Files
simplexmq/spec/modules/Simplex/Messaging/Encoding.md
Evgeny @ SimpleX Chat 7ece87f1b6 encoding notes
2026-03-11 09:47:18 +00:00

2.5 KiB

Simplex.Messaging.Encoding

Binary wire-format encoding for SMP protocol transmission.

Source: Encoding.hs

Overview

Encoding is the binary wire format — fixed-size or length-prefixed, no delimiters between fields. Contrast with Simplex.Messaging.Encoding.String which is the human-readable, space-delimited, base64url format used in URIs and logs.

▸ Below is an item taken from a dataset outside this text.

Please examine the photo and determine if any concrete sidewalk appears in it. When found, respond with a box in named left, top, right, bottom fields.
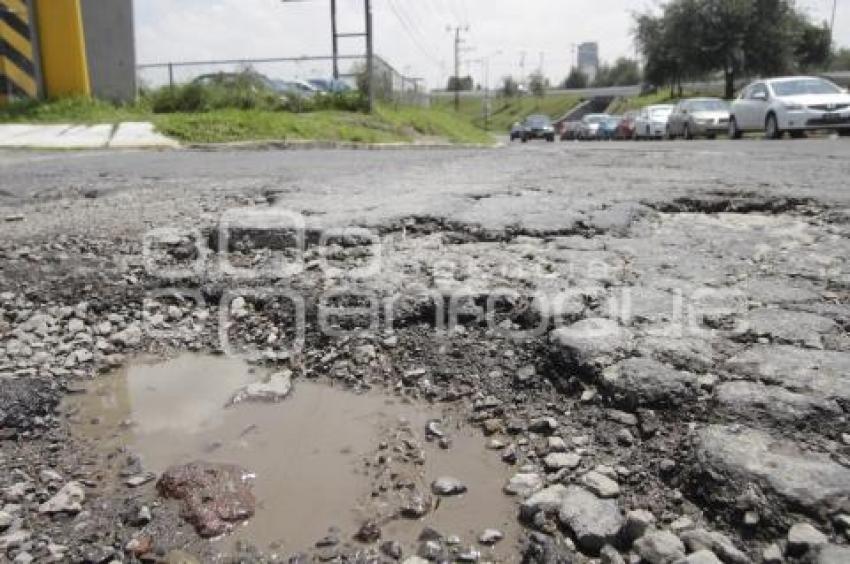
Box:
left=0, top=122, right=179, bottom=149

The two encoding classes share some instances (Char, Bool, SystemTime) but differ fundamentally: Encoding is self-delimiting via length prefixes, StrEncoding is delimiter-based (spaces, commas).

ByteString instance

Length prefix is 1 byte. Maximum encodable length is 255 bytes. If a ByteString exceeds 255 bytes, the length silently wraps via w2c . fromIntegral — a 300-byte string encodes length as 44 (300 mod 256). Callers must ensure ByteStrings fit in 255 bytes, or use Large for longer values.

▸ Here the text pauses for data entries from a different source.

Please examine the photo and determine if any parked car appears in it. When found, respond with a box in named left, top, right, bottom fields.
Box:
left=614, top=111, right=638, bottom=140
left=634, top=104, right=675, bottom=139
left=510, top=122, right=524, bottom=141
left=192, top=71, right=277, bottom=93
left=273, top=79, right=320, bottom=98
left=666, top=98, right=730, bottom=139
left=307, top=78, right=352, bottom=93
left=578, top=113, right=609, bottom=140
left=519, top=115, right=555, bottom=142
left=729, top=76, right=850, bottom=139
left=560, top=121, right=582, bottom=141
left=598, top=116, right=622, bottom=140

Security: silent truncation means a caller encoding untrusted input without length validation could produce a malformed message where the decoder reads fewer bytes than were intended, then misparses the remainder as the next field.

Large

2-byte length prefix (Word16). Use for ByteStrings that may exceed 255 bytes. Maximum 65535 bytes.

Maybe instance

Tags are ASCII characters '0' (0x30) and '1' (0x31), not bytes 0x00/0x01. Nothing encodes as the single byte 0x30; Just x encodes as 0x31 followed by smpEncode x.

Tail

Consumes all remaining input. Must be the last field in any composite encoding — placing it elsewhere silently eats subsequent fields.

Tuple instances

Sequential concatenation with no separators. Works because each element's encoding is self-delimiting (length-prefixed ByteString, fixed-size Word16/Word32/Int64/Char, etc.). If an element type isn't self-delimiting, the tuple won't round-trip.

SystemTime

Only seconds are encoded (as Int64); nanoseconds are discarded on encode and set to 0 on decode.

String instance

smpEncode goes through B.pack, which silently truncates any Unicode character above codepoint 255 to its lowest byte. A String containing non-Latin-1 characters is silently corrupted on encode with no error. Same issue exists in the StrEncoding String instance — see Simplex.Messaging.Encoding.String.

smpEncodeList / smpListP

1-byte length prefix for lists — same 255-item limit as ByteString's 255-byte limit.